Functional Image Processing, Are You F#ing Kidding Me?

I’ve approached 3 or 4 Functional Programming conferences with a talk entitled, “Functional Image Processing, Are You F#ing Kidding Me?” I haven’t gotten a nod on that (yet).

The story behind it had to do with work I did at Atalasoft. We had an image processing library for .NET that was written largely in C++ with a friendly veneer in C#. This was to get performance. At one point, I spent a couple weeks doing measurements to find out what the cost would be to work completely in a managed language. My results came down to the magic number 1.5. Typically, image processing code written in C# ran 1.5 times slower than the equivalent C++, which is honestly pretty dang good, but we didn’t have a lot of incentive to do that.

At one point, it looked like we needed to, though. A lot of our business came from people who were doing server side image processing and we had customers who wanted to use Managed hosting, which meant no C++. Around the same time, Microsoft released Silverlight, which was a version of .NET that ran in the browser and required an even more limited set of .NET and certainly no C++.

In deciding how we were going to do this, Rick Minerich was getting heavily into F# and he suggested we look at that. I spent a week learning F# and then started doing some experiments. Rick seemed pretty surprised at how quickly I picked it up, but I had done some work in college in Miranda so this type of coding wasn’t precisely new to me, even though the syntax was brand new. The first thing I did was a port of an image processing tool we had called Dynamic Threshold. This was a tool that turned gray images into black and white and had a decent amount of smarts to give better results than the industry standard Adaptive Threshold. I chose this command specifically because it was the worst choice for a functional implementation since it had side-effects out the wazoo and was the antithesis of functional style. Still, with some effort, I got a functional version of it working that was a pixel-perfect match to the C++ code and it ran about 1.5 times slower.
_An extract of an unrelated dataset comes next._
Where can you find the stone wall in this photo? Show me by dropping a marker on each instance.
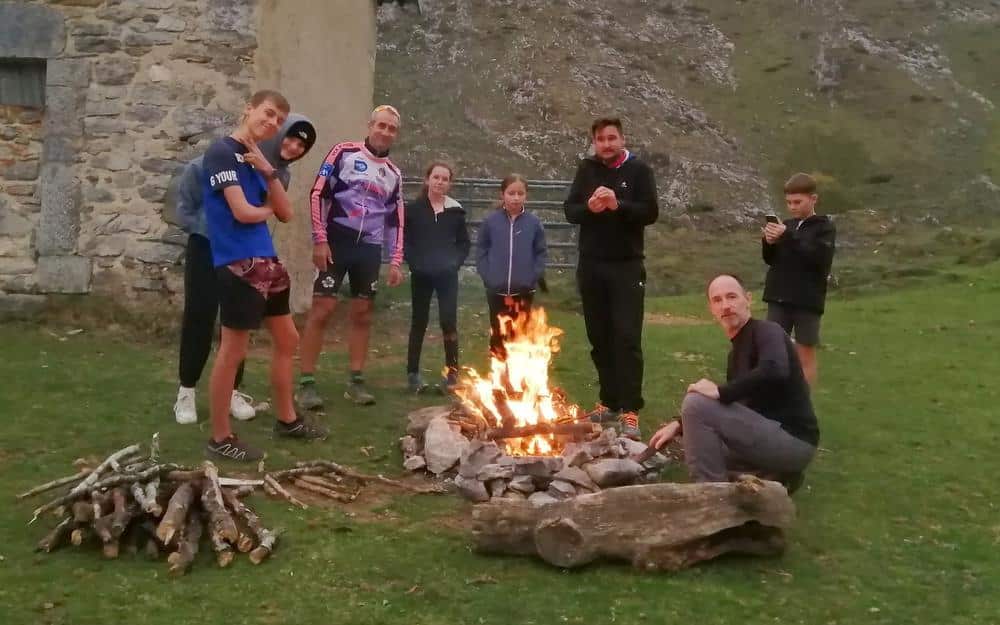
(134, 89)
If the worst possible command could work out, then I was sure that this would work with most of the typical image processing code. I threw out the F# implementation and redid it in C# instead, but then I went ahead with the rest of the library.

Since we already had a bunch of code that was just in C#, this created an interesting problem. We needed a hybrid assembly built by merging an F# assembly and a C# assembly. This involved some unusual build steps. One of my goals was that our resulting API should be 100% identical to our existing one. There was a problem, though. In a lot of my code, I like to use something akin to the GOF Template Method design pattern by building out a set of protected methods that implement reasonable default behaviors for each step in a process. Because they’re protected, an end user can sub-class the class and customize behaviors. For many things, this is a powerful tool. Unfortunately, F# (at the time) had a compiler bug where methods declared protected ended up public, which would give us an API that didn’t match and also violated the encapsulation. So for that, I did something truly grotesque. I put a .NET attribute on each method that was to be protected and wrote a tool that use the Mono tool Cecil to tear apart the compiled assembly and find all methods marked with the attribute and make them protected and then rebuild the assembly. Surprisingly, it worked quite well.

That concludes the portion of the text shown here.